My partner Mark is a native Nova Scotian and I have taken an avid interest in reading about different aspects of Nova Scotia history. Almost all of this reading predates when I started to write blog reviews, but two novels by Frank Parker Day, a short novel about Africville and an autobiography by Rita MacNeil are included here. Whether my reading is about those Nova Scotia topics or the Halifax Explosion of 1917, the Black Battalion or Sable Island, I regard all of this as an intellectual act of love. It is my maritime christening by edification.
While I was sorting through library donations about a year ago I discovered History of the Acadians by Bona Arsenault. I wanted to read it before my upcoming trip down east. I like to pick a Nova Scotia book just before travelling there; last year I read Rockbound by Frank Parker Day. It gives me a bit of local knowledge that I hope to share with Mark’s family and friends. History of the Acadians is an English translation from 1994 but the translator was not identified. The original work, Histoire des Acadiens, must have been published in the mid-sixties, based upon some references Arsenault makes. Unfortunately it was a poor translation, with humorous spelling errors (“half-bread” for “half-breed”) and the repeated eyesore “Britanny” for “Brittany”. Poor translations do not read well, and I wished that I had come across the original French edition in the donations pile, for it took me a long nine days to read the English version at 268 pages.
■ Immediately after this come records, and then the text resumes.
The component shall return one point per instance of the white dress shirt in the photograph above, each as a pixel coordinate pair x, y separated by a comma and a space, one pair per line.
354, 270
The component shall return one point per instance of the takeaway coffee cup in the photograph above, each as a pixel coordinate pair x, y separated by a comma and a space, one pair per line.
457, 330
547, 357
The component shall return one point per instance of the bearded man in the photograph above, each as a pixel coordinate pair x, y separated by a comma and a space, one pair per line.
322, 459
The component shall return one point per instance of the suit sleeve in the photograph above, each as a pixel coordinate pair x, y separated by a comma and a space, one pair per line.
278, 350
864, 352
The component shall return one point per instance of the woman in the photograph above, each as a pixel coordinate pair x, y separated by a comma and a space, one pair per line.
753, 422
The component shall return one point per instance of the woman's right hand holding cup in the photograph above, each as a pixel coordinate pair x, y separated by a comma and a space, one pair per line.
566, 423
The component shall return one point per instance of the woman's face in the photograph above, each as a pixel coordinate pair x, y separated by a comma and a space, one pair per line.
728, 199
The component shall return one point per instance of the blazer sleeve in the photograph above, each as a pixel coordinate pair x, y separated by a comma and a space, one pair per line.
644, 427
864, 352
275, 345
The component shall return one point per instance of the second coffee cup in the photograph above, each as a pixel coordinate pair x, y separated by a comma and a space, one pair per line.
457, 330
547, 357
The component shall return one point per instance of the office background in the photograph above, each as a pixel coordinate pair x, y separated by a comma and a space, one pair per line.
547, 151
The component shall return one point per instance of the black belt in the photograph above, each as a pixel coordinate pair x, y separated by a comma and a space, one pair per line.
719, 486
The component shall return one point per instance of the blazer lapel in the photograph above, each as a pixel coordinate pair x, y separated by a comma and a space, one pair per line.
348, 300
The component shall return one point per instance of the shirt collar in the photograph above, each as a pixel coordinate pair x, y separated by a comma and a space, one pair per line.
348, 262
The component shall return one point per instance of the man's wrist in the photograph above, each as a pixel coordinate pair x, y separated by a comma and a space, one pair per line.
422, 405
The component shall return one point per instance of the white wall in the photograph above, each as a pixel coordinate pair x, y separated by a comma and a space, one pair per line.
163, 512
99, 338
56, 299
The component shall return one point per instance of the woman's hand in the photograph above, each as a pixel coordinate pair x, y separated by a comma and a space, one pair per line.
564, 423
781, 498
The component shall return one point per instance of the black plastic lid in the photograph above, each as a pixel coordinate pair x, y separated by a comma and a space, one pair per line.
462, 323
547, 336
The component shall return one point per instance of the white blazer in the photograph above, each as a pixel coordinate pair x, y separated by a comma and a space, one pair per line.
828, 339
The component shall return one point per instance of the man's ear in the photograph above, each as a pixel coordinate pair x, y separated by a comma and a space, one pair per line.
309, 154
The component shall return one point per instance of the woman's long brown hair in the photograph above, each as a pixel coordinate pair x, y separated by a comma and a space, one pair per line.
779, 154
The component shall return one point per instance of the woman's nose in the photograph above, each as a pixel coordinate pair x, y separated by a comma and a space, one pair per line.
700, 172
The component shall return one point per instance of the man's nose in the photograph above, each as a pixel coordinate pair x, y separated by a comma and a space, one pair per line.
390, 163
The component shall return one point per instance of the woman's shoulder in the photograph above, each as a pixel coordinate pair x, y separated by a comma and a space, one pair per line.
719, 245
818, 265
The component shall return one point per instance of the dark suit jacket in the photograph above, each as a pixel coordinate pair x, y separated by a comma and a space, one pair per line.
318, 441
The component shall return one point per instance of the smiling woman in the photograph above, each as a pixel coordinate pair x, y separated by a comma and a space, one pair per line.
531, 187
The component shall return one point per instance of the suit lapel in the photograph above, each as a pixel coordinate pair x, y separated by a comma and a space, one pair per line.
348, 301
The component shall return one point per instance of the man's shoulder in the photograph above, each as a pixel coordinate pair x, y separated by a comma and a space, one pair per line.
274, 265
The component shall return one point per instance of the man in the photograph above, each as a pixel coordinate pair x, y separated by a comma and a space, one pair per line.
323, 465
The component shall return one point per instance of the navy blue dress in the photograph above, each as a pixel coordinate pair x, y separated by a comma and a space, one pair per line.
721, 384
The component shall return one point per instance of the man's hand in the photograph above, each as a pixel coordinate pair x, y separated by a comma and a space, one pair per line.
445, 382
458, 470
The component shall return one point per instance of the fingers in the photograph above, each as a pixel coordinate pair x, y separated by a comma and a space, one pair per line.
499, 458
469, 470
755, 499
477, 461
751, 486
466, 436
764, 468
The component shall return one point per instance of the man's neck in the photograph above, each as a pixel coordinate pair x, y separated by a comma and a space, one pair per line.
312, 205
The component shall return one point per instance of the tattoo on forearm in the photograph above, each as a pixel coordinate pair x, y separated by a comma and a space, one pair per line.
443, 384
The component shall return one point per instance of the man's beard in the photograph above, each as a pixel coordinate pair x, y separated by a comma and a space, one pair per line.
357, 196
Arsenault tells a thorough history of Acadia from its founding settlement of Port-Royal in 1605 to the Acadians’ forced exile and resettlement throughout the cities on the American east coast from 1755 to 1762, their journey to Louisiana, and eventual return to Acadia in the late eighteenth century. The Acadians were a hearty people who had adapted to the land and were allies with the Mi’kmaq (Micmac) First Nation. Before the Great Expulsion they had survived past invasions and attempts to force them out. Their tenacity and determination to retain their French language and Catholic religion were viewed as threats by the English, who negotiated to allow them to stay on their land provided they took an oath of neutrality and did not take up arms with the French against them. As a peaceful people, the Acadians agreed to these conditions, and found it quite easy to live in harmony among the English.
It was a tragic story how the peaceful Acadian families were assembled and dispersed in chaos onto ships, bound for unknown American cities. Families were under the impression that they would reunite whenever the ships reached their destinations. Imagine the heartache when you realized your children and spouse were not among the passengers who disembarked, while the rest of the ships had long ago set off. Some states welcomed the Acadian refugees and treated them with charity and open arms. Other states, however, regarded them as delinquents (since they believed the Acadians were exiled after all for a reason) and assigned them to live in squalor. Children who were separated from their parents were sold into servitude and treated like slaves, working side-by-side with those from the African diaspora. Hundreds of families were broken up forever, while others could only reunite decades later.
Arsenault documented Acadian family names to a painful degree of detail; he would list name after name of the settlers who inhabited, or resettled in a specific area. It wasn’t annoying to see multiple paragraphs of names listed alphabetically, but I did find the juxtaposition of French and English place names, like “Ile Saint-Jean (Prince Edward Island)” to be. Every time he wrote the original French (or native) name of a place, he added the current English name in parentheses next to it: “Ile Royale (Cape Breton)”; “Chibouctou (Halifax)”; “La Hève (La Have)”.
On my first visit to Nova Scotia with Mark we visited the Grand Pré National Historic Site, where the Acadians were assembled and deported from. I would like to revisit this site now that I have learned so much more about Acadian history.